Worldwide, the leading cause of maternal death is hemorrhage, followed by hypertensive disorders. These are conditions most closely tied to the physical act of pregnancy and childbirth, and they dominate in low-income countries where access to emergency obstetric care is limited. In high-income countries, the picture shifts. Complications from abortion and miscarriage, ectopic pregnancy, and cardiovascular conditions carry more relative weight.

The U.S. stands out among wealthy nations for the prominence of overdose, homicide, and suicide in its maternal death statistics. This reflects both the country’s opioid crisis and high rates of gun violence, problems that intersect with pregnancy in ways the healthcare system has been slow to address.

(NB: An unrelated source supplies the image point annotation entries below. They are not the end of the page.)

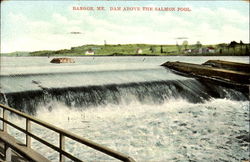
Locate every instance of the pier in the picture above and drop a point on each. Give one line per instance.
(223, 71)
(11, 148)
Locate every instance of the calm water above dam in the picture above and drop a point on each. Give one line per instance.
(130, 104)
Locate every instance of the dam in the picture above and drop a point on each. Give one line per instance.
(132, 105)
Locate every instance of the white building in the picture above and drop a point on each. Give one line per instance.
(139, 51)
(89, 52)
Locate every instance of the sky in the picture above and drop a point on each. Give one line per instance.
(53, 25)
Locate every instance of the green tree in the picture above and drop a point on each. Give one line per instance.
(185, 44)
(233, 45)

Most Deaths Are Preventable

More than 80 percent of pregnancy-related deaths in the U.S. are considered preventable. That assessment comes from the CDC and state-level Maternal Mortality Review Committees, which examine each case and determine whether reasonable changes by patients, families, providers, hospitals, or community systems could have altered the outcome. Preventable does not mean the fix was simple. It means there was at least some chance the death could have been avoided.

Only 11 percent of maternal deaths happen on the day of delivery. The vast majority occur before or, more commonly, after leaving the hospital. That timing gap highlights a core problem: the highest-risk window for new mothers extends months past the point where most medical attention ends. Many women have a single postpartum checkup at six weeks and then no routine contact with a provider for the rest of the year, precisely when overdose, cardiac events, and violence are most likely to occur.